Regarder de haut depuis la kasbah
Notre homme a vécu dans une demeure discrète, en surplomb de la médina. La vue depuis ces hauteurs est vertigineuse : la Méditerranée, les toits, le silence. Non loin de là, le palais Dar el Makhzen, aujourd’hui musée, reflète cette richesse qui caractérise la ville. On y assiste parfois à des expositions en hommage à Bowles, avant d’être introduit à son autre passion : la collecte de musiques traditionnelles marocaines. Il avait coutume d’enregistrer ces chants pour les préserver, porté par une curiosité sincère envers les cultures locales.

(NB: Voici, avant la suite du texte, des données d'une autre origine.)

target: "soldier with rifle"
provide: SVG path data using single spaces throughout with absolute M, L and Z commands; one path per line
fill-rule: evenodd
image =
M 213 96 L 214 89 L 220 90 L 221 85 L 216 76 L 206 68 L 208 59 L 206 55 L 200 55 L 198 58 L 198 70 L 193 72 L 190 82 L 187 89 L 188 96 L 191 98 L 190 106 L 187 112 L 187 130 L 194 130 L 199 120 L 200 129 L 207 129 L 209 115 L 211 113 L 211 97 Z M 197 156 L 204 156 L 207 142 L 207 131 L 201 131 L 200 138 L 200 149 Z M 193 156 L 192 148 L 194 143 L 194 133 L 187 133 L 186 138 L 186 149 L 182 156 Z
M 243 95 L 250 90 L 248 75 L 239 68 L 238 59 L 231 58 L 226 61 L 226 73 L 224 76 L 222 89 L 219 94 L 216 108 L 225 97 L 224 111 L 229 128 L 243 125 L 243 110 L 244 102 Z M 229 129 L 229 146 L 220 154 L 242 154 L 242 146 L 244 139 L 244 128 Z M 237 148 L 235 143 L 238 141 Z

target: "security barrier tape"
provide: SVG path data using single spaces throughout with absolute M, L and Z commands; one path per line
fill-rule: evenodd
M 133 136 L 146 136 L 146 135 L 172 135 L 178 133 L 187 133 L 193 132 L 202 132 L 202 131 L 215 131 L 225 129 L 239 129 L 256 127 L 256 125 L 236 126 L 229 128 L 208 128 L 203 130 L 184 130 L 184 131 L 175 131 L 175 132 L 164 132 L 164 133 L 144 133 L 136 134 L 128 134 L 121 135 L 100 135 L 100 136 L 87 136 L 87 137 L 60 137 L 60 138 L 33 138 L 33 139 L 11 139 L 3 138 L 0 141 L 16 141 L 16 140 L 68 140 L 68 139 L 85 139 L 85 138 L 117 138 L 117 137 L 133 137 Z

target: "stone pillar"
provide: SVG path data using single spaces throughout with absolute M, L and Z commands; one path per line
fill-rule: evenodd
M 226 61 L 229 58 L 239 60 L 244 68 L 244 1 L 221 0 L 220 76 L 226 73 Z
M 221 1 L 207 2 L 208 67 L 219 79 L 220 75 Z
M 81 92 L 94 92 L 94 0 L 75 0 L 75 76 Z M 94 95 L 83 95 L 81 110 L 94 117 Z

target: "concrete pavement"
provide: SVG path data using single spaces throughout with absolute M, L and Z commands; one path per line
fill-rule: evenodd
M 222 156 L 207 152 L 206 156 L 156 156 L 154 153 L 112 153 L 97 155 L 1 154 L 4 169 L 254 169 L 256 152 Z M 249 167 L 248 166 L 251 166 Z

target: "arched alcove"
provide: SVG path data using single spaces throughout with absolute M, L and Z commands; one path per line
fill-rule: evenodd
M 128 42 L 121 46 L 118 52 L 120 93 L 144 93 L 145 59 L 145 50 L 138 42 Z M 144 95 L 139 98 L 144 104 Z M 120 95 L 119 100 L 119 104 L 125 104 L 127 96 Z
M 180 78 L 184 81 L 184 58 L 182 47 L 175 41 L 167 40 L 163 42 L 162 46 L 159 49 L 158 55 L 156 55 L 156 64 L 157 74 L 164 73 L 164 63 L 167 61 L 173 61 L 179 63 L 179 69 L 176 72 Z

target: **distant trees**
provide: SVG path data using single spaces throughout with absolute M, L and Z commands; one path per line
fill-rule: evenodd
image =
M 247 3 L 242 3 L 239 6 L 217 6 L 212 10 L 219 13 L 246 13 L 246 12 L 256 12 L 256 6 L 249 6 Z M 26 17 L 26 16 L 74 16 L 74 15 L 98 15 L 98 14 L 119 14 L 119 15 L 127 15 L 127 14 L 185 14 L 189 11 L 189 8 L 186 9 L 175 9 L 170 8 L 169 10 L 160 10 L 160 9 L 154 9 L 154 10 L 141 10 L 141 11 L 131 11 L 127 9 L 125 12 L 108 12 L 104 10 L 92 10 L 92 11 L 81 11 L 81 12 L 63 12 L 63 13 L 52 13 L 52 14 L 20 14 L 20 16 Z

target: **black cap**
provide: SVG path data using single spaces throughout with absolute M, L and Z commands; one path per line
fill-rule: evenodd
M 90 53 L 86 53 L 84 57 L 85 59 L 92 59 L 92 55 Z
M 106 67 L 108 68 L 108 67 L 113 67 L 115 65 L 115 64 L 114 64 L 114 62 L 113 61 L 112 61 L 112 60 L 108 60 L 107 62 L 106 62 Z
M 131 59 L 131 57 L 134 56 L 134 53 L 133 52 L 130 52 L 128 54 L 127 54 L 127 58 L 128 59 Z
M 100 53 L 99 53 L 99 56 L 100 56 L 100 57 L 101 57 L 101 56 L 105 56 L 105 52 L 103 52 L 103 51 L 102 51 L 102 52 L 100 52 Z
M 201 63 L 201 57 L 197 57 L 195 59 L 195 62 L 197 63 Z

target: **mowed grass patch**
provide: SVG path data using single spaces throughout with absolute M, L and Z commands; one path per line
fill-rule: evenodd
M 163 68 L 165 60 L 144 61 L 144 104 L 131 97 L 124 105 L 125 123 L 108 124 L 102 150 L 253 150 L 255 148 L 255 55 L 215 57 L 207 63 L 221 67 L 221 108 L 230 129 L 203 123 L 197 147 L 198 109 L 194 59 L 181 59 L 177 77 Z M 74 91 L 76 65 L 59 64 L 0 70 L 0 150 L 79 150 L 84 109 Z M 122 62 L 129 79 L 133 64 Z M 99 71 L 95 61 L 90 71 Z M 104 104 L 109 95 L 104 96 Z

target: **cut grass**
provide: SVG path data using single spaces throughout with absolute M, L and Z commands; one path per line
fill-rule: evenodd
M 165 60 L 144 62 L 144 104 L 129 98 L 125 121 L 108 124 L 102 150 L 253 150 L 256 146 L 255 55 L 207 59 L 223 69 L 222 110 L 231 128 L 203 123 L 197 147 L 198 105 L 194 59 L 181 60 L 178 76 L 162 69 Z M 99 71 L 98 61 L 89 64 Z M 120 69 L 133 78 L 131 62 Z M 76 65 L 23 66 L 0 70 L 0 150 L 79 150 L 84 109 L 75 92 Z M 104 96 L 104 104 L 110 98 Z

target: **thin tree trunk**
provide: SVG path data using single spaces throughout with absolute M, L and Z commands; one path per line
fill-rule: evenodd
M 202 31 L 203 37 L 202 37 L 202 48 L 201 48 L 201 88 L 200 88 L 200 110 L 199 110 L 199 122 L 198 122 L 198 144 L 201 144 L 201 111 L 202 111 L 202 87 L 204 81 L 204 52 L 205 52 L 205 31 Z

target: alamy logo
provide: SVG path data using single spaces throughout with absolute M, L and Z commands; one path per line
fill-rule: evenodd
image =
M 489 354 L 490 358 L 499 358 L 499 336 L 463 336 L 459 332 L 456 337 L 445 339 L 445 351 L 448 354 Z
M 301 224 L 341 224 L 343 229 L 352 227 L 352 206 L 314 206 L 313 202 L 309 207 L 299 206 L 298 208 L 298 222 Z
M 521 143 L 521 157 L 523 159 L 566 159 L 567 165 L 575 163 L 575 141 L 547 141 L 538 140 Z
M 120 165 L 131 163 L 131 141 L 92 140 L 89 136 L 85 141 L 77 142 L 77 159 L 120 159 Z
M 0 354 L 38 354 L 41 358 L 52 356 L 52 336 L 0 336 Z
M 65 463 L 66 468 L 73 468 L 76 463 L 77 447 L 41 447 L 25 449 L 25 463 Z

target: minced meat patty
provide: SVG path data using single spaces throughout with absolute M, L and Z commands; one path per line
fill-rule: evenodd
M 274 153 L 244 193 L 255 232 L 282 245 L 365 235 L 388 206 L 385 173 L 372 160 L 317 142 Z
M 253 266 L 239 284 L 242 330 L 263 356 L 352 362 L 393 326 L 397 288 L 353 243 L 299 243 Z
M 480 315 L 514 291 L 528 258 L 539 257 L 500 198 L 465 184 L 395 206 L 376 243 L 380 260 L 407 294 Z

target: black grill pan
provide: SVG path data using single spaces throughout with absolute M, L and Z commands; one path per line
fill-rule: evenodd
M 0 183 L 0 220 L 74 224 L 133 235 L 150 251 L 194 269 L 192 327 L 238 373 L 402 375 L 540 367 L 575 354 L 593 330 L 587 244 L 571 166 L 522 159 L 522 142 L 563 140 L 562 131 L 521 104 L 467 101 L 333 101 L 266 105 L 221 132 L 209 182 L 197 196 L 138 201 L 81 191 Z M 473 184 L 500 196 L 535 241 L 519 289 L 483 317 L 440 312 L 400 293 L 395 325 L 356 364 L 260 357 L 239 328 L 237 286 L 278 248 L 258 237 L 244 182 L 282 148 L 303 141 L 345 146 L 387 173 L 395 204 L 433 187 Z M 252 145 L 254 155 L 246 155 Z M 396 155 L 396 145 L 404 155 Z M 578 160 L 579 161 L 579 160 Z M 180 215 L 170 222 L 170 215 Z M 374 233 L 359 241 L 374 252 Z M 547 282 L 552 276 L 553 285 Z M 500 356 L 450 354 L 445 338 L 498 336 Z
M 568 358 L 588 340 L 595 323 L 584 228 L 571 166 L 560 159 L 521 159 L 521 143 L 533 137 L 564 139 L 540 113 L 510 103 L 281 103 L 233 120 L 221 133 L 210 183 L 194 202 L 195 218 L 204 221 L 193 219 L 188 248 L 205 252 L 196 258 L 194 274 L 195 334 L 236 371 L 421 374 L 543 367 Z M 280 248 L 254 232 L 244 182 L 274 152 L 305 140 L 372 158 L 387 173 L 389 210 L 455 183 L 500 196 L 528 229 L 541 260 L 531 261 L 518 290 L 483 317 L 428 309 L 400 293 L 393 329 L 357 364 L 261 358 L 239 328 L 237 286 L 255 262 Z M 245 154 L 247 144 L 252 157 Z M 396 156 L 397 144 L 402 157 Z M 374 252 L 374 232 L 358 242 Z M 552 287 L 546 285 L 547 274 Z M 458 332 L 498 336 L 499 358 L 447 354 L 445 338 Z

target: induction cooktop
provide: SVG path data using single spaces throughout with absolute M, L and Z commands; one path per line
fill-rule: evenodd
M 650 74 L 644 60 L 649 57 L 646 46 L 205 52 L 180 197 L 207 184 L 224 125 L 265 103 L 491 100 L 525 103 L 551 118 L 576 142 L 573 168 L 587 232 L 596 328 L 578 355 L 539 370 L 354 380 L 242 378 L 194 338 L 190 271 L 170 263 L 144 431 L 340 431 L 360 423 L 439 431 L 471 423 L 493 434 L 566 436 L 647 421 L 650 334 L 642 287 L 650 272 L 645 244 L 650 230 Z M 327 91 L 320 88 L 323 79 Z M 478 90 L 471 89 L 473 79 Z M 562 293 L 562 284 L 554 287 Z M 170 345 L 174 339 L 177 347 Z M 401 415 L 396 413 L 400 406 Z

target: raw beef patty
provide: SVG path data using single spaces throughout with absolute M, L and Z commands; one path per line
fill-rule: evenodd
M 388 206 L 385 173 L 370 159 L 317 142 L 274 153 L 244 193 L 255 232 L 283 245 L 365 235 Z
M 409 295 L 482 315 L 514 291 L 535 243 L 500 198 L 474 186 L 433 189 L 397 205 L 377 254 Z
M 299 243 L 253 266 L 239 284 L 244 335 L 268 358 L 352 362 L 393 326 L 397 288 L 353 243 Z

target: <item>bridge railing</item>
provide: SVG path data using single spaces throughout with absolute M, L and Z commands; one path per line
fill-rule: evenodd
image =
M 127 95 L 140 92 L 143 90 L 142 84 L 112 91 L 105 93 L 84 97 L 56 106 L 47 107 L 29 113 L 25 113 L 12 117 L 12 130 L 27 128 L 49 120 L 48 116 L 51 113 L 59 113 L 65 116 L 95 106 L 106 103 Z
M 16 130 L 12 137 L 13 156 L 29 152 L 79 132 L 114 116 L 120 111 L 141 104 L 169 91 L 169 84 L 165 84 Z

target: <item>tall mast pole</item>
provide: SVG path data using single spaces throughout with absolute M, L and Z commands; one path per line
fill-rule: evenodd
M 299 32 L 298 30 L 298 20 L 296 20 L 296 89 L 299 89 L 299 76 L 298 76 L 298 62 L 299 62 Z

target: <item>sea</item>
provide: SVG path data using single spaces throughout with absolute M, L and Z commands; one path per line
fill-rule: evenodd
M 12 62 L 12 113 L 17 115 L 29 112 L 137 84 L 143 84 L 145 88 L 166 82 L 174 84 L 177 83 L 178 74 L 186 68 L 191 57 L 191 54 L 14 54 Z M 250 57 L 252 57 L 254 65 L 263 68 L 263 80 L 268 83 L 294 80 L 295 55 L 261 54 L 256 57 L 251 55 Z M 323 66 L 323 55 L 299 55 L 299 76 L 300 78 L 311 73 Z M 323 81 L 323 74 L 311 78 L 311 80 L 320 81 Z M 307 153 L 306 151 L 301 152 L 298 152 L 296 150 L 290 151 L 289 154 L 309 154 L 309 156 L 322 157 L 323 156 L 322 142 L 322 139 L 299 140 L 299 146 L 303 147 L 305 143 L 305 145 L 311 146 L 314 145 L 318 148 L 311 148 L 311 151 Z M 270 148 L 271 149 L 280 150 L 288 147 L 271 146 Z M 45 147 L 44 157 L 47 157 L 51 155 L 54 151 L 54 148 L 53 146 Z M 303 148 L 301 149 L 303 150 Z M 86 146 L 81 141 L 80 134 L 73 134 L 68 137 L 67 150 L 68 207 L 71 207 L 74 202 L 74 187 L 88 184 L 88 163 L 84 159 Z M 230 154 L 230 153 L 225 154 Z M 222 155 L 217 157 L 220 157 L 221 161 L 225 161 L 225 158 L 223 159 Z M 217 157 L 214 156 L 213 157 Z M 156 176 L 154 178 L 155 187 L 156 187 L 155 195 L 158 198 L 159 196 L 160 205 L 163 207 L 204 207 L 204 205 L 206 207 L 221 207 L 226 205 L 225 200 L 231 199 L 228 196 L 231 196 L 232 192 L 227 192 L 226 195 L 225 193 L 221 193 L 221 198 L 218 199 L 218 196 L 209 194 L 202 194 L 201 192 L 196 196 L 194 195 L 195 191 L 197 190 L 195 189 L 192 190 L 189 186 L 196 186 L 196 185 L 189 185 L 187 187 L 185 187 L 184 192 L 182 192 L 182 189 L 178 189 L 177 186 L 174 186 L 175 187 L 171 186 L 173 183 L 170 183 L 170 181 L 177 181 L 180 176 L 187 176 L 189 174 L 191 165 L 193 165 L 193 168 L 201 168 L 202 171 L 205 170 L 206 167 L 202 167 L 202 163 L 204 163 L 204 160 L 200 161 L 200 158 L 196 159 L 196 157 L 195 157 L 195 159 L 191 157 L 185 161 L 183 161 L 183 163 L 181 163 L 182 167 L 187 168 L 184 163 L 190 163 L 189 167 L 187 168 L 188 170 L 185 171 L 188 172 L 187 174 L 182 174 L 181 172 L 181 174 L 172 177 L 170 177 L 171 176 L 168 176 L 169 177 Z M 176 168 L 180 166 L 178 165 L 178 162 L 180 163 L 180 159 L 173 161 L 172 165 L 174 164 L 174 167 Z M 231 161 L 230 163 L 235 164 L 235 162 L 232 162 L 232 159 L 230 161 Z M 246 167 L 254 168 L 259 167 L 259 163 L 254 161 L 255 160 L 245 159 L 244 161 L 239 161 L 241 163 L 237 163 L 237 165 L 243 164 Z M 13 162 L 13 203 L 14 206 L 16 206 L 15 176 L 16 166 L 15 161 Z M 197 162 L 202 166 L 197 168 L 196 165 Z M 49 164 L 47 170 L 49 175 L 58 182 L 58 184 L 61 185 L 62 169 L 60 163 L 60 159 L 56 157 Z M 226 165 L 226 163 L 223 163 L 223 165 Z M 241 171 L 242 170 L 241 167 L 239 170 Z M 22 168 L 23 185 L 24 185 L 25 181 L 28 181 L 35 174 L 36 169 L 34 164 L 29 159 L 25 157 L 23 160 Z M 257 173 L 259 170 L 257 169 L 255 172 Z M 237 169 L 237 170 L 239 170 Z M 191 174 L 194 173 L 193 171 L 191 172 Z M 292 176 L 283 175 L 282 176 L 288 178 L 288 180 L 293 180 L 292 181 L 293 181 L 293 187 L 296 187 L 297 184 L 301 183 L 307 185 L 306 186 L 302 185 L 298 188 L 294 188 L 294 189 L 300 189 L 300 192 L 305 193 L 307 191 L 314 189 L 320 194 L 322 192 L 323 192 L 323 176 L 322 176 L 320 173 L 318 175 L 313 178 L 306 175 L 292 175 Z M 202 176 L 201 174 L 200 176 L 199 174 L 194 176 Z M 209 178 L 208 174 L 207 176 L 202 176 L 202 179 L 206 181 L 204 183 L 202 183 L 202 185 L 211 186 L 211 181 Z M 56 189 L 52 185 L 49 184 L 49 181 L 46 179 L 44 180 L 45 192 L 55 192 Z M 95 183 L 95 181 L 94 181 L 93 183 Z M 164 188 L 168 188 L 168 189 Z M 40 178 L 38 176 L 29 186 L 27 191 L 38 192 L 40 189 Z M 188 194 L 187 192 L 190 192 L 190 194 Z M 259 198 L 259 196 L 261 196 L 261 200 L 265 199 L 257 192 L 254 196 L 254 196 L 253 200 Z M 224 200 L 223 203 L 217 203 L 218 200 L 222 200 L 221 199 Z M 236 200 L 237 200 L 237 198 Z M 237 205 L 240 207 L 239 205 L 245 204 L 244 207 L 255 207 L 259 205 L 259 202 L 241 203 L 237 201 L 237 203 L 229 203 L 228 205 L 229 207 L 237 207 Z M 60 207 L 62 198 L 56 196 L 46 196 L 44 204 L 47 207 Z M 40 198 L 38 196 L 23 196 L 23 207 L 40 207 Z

El Minzah, refuge de misfits
Plus bas, l’hôtel El Minzah évoque un exil doré. Bowles y rencontrait voyageurs nostalgiques, écrivains en transit, artistes en quête de souffle. L’ambiance feutrée des salons, les notes échappées d’un piano, un verre posé sur le marbre (…), tout rappelle l’élégance un peu élimée d’un monde disparu.

Le café Hafa, face à l’immensité de la mer
L’établissement n’a pas bougé d’un iota. Accroché à la falaise, face au détroit, il semble hors du temps. Bowles venait y écrire ou simplement regarder les va-et-vient des bateaux en humant la brise salée. Le café évoque à lui seul son lien avec Tanger, un mélange de retrait, d’attention extrême et d’étrangeté familière.

En définitive, suivre Bowles, c’est se délecter de ce que la ville a gardé d’une période émouvante. Certaines librairies, galeries ou maisons d’hôtes, comme la librairie des Colonnes ou le Nord-Pinus, perpétuent l’élan cosmopolite qui l’avait séduit. On y retrouve le goût du détail, une lenteur habitée et une porosité au monde chers à sa sensibilité.